Why not try adding some wholegrain cereal or oats to your smoothie for some extra fibre?
This smoothie has a thick texture, so just add more milk if you prefer more liquid.
Skills Check
Follow a recipe; follow food safety & hygiene rules; cut using bridge/claw technique safely; use weighing scales; use a jug to measure liquids; tidy away.
Allergens
Milk | Gluten
(Please note the allergens listed are indicative only. Allergens vary depending on brand; check the labels on the products you use.)
Equipment
Knife, chopping board, spoon, weighing scales, measuring jug, blender.
Ingredients (serves 4):
- 100 g porridge oats
- 450 ml low fat yogurt
- 240 ml semi skimmed milk
- 400 g hulled and washed strawberries
- 1 banana
Method
- Place the porridge oats in a blender and process until they are finely ground - this step is essential so that your smoothie has a fine texture.
- Peel the banana and chop into small pieces.
- Wash and remove the green tops from the strawberries.
- Put all ingredients into a jug and blend.
- Pour into four glasses, serve with a straw and enjoy!
So thinking about a strawberry smoothie ...
Oats provide starchy carbohydrate, which gives us slow-release energy, and they are also a good source of fibre.
Strawberries are an excellent source of vitamin C and some important minerals. They are low in calories, high in fibre and contain cancer-fighting compounds called bioflavonoids.

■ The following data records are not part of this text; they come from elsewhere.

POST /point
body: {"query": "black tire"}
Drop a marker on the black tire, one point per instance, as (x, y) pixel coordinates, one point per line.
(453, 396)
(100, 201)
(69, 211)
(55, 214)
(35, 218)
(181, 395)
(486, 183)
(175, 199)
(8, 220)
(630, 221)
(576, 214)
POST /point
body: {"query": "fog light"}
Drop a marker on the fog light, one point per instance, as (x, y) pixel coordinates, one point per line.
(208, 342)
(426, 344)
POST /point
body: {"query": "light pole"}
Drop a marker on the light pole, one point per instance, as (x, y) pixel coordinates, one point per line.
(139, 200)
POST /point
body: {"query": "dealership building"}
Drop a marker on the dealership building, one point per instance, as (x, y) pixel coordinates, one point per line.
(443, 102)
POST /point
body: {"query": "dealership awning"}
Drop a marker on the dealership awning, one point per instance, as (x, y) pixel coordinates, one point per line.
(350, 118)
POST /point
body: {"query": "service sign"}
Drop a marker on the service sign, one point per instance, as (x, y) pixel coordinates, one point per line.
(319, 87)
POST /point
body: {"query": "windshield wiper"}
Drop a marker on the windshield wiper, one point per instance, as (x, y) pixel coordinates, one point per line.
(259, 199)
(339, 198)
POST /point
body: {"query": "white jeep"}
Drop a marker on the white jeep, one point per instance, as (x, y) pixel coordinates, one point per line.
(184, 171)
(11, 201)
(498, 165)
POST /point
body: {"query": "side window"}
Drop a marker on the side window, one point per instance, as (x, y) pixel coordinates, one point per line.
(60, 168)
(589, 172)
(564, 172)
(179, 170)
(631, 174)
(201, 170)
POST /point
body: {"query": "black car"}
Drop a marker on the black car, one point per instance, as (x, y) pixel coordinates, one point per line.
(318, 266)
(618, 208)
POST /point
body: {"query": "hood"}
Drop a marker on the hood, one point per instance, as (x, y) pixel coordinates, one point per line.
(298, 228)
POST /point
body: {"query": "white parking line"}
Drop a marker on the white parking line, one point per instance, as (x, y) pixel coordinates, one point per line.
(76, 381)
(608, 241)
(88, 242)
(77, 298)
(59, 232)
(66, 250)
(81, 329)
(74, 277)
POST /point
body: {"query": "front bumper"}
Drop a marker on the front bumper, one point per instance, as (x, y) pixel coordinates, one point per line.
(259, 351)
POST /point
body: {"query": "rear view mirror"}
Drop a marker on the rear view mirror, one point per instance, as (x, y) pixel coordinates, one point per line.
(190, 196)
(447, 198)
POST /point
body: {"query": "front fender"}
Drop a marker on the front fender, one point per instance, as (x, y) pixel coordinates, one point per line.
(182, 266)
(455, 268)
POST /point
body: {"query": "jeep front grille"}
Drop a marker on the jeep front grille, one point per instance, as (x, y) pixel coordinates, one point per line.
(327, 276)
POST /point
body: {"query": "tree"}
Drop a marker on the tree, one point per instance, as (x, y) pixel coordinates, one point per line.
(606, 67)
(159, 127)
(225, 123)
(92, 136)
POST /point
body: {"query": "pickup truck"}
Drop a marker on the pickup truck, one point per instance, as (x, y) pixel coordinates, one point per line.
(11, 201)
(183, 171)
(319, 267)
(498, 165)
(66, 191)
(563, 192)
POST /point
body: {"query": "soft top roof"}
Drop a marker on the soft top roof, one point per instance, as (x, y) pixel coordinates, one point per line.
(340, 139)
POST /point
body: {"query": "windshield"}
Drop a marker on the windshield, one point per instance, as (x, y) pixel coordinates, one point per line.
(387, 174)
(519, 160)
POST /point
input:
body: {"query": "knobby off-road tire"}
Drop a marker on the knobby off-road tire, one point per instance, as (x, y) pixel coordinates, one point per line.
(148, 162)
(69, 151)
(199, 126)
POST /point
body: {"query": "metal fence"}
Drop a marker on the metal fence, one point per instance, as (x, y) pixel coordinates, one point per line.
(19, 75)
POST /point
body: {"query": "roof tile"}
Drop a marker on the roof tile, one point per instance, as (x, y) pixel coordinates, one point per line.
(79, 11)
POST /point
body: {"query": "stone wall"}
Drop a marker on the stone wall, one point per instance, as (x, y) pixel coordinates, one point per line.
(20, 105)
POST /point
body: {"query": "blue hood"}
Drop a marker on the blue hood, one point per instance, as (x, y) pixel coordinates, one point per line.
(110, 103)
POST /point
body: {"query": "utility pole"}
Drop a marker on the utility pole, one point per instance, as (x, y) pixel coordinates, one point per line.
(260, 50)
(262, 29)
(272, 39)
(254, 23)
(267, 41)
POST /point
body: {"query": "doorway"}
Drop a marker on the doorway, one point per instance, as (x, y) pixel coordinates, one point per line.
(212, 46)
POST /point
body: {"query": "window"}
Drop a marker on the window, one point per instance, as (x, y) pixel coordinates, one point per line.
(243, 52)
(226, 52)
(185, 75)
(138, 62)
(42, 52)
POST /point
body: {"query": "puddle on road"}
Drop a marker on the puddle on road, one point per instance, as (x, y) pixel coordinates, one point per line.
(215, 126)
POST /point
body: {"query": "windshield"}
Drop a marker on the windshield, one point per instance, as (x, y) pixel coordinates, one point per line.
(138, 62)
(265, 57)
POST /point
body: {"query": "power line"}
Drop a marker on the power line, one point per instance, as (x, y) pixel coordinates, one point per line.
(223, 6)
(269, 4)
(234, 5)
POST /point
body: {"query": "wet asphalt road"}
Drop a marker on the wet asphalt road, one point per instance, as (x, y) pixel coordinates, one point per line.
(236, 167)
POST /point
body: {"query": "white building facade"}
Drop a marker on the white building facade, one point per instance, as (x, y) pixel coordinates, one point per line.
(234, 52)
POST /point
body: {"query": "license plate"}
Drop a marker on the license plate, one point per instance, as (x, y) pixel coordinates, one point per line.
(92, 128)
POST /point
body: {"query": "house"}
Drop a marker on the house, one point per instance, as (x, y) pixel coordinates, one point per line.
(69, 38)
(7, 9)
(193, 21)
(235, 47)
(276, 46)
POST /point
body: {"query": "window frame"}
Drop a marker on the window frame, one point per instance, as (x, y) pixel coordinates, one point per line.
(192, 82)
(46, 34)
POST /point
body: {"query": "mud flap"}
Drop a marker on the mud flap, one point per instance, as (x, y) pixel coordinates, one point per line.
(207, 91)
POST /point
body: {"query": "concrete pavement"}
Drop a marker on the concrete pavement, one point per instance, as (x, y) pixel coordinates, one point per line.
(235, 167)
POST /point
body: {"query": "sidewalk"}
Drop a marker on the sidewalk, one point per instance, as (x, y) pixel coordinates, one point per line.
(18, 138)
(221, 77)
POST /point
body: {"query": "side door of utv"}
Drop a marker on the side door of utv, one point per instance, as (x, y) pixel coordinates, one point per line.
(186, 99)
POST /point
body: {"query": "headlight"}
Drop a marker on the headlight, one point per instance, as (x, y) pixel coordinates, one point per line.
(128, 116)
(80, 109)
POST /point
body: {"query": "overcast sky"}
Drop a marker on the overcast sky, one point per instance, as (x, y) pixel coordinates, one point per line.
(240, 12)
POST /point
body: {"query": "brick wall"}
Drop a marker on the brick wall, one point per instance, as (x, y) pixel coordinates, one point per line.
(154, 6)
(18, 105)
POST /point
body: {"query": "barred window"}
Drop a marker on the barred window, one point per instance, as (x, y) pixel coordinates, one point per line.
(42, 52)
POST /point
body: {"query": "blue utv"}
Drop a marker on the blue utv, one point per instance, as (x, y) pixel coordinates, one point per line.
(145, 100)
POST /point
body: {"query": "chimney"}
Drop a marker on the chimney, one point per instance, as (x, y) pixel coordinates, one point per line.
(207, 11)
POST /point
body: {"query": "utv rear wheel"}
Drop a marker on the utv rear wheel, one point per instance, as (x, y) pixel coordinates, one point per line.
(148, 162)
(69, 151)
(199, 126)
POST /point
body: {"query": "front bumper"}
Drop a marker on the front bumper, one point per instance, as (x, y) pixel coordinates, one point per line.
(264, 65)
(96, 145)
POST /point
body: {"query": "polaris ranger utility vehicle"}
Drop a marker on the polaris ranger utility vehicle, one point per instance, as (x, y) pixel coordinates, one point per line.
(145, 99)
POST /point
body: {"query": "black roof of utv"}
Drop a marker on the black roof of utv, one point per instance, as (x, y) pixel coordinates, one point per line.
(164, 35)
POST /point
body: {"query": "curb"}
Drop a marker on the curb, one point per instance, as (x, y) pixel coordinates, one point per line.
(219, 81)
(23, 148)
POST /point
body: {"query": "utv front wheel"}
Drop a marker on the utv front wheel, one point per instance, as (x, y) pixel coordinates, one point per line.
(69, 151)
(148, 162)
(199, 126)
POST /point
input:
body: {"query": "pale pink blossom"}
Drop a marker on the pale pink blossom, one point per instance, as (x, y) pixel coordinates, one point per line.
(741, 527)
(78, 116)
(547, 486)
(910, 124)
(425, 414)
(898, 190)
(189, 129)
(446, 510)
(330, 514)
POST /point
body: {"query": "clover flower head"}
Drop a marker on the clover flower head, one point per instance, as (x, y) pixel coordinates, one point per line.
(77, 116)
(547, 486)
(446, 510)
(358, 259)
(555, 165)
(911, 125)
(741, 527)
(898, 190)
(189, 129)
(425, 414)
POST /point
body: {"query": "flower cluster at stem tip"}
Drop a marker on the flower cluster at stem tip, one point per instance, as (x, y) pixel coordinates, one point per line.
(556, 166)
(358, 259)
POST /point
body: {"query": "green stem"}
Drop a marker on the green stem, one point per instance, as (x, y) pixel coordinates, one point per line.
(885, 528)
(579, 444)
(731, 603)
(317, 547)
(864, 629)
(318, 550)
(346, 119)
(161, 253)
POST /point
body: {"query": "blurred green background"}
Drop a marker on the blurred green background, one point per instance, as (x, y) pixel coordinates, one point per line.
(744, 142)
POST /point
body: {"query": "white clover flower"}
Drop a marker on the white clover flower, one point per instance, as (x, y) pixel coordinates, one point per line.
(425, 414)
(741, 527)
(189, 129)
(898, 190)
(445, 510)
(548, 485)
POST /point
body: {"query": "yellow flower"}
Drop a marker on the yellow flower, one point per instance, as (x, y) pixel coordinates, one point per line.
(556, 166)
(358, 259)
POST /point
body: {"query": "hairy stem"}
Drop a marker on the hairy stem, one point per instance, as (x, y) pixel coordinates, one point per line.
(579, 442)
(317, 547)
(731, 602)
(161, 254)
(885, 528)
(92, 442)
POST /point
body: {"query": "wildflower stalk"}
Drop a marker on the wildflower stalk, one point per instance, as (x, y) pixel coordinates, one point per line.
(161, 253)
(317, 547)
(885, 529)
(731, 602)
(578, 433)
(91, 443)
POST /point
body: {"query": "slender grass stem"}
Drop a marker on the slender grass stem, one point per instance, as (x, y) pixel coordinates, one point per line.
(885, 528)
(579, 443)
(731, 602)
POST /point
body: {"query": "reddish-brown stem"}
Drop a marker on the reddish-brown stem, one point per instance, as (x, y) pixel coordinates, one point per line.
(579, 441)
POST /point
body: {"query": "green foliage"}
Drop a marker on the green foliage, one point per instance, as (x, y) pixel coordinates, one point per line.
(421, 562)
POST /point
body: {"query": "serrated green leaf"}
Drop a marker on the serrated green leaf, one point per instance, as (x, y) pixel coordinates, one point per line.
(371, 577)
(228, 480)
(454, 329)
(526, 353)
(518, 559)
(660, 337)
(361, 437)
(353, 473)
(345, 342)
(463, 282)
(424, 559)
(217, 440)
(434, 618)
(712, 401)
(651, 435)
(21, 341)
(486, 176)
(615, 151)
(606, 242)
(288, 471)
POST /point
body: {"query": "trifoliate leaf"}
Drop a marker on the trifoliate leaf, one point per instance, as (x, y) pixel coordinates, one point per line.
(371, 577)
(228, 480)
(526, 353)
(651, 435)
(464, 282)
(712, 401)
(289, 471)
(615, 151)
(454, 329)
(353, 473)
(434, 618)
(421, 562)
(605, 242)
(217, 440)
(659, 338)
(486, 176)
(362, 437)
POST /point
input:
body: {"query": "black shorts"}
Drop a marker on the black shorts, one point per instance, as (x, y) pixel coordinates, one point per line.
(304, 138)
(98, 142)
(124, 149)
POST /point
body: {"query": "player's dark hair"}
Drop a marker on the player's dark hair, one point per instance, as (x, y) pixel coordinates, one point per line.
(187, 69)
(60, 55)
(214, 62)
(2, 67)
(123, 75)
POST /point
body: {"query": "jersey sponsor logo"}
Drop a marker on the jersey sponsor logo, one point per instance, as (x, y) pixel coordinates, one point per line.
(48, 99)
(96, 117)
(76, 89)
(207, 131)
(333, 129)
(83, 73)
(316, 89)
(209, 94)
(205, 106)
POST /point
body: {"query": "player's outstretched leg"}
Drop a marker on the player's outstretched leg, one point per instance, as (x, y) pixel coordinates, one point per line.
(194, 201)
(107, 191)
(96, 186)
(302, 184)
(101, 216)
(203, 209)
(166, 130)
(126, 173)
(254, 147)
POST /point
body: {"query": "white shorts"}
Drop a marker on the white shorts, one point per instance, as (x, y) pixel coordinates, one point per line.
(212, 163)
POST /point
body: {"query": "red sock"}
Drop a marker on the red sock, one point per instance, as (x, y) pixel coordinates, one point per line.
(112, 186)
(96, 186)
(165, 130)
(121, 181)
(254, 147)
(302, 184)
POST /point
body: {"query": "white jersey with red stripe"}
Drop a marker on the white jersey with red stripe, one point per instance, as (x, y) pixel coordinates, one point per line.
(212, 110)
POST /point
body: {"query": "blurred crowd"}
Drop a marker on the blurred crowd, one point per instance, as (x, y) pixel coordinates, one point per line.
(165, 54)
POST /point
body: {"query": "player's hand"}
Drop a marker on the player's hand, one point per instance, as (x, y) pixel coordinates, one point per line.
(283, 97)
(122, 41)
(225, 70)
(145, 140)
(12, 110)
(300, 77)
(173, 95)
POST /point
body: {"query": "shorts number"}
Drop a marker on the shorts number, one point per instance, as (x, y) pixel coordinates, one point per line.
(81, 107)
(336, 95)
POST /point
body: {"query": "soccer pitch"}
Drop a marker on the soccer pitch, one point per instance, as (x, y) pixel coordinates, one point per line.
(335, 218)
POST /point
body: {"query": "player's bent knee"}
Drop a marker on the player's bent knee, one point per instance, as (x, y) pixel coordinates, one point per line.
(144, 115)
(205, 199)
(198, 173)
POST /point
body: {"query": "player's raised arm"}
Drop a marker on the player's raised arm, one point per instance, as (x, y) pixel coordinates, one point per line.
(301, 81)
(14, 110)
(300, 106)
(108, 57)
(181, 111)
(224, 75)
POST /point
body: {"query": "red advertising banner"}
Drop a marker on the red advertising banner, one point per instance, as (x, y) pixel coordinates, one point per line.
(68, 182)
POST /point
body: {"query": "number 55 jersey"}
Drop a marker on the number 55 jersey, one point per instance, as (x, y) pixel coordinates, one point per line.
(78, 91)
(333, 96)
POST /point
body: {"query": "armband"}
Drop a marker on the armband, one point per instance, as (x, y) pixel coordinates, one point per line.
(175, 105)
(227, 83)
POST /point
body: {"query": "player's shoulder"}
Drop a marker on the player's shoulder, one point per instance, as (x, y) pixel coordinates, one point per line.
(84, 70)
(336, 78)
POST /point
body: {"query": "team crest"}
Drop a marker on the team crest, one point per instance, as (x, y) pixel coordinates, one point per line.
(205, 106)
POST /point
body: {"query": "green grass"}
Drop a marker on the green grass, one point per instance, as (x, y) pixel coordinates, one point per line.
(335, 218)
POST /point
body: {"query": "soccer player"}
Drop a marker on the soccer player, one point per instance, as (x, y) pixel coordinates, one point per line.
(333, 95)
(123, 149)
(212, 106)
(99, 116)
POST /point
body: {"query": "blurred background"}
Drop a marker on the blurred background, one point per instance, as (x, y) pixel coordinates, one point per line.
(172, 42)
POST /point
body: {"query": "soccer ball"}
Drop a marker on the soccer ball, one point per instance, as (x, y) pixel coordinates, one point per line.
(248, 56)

Milk and yoghurt are excellent sources of calcium, and good sources of Vitamin D for strong teeth and bones. They are also good sources of protein.
Nutritional Information
- | Energy | 1059KJ / 251kcal | 13% |
Low | Fat | 4.4g | 6% |
Low | Saturates | 1.9g | 10% |
Med | Sugars | 21.7g | 24% |
Low | Salt | 0.3g | 5% |
per serving
% of an adult's reference intake
Typical values per 100g: Energy 318KJ / 75kcal
Notes
A traffic light system is used on nutrition labels to make it easier to see which foods and drinks are lower in calories, fat, sugar and salt. Try and choose more ‘greens’ and ‘ambers’ and fewer ‘reds’, and stick to smaller portions of ‘reds’.
Just because a recipe or a food has a red traffic light doesn’t mean you shouldn’t eat it. Understanding why a food or recipe might have a red light can be helpful. For example oily fish is high in total fat and so any recipe containing oily fish is likely to be ‘red’ for fat. But it is recommended that we eat oily fish at least once a week because the type of fat it contains is beneficial for our health.
% Reference Intakes are also shown. Reference Intakes are guidelines about the approximate amount of particular nutrients and energy required for a healthy diet (based on an average-sized woman doing an average amount of physical activity). Most children will require less than these Reference Intakes. The contribution of one serving of a food or drink to the Reference Intake for each nutrient is expressed as a percentage.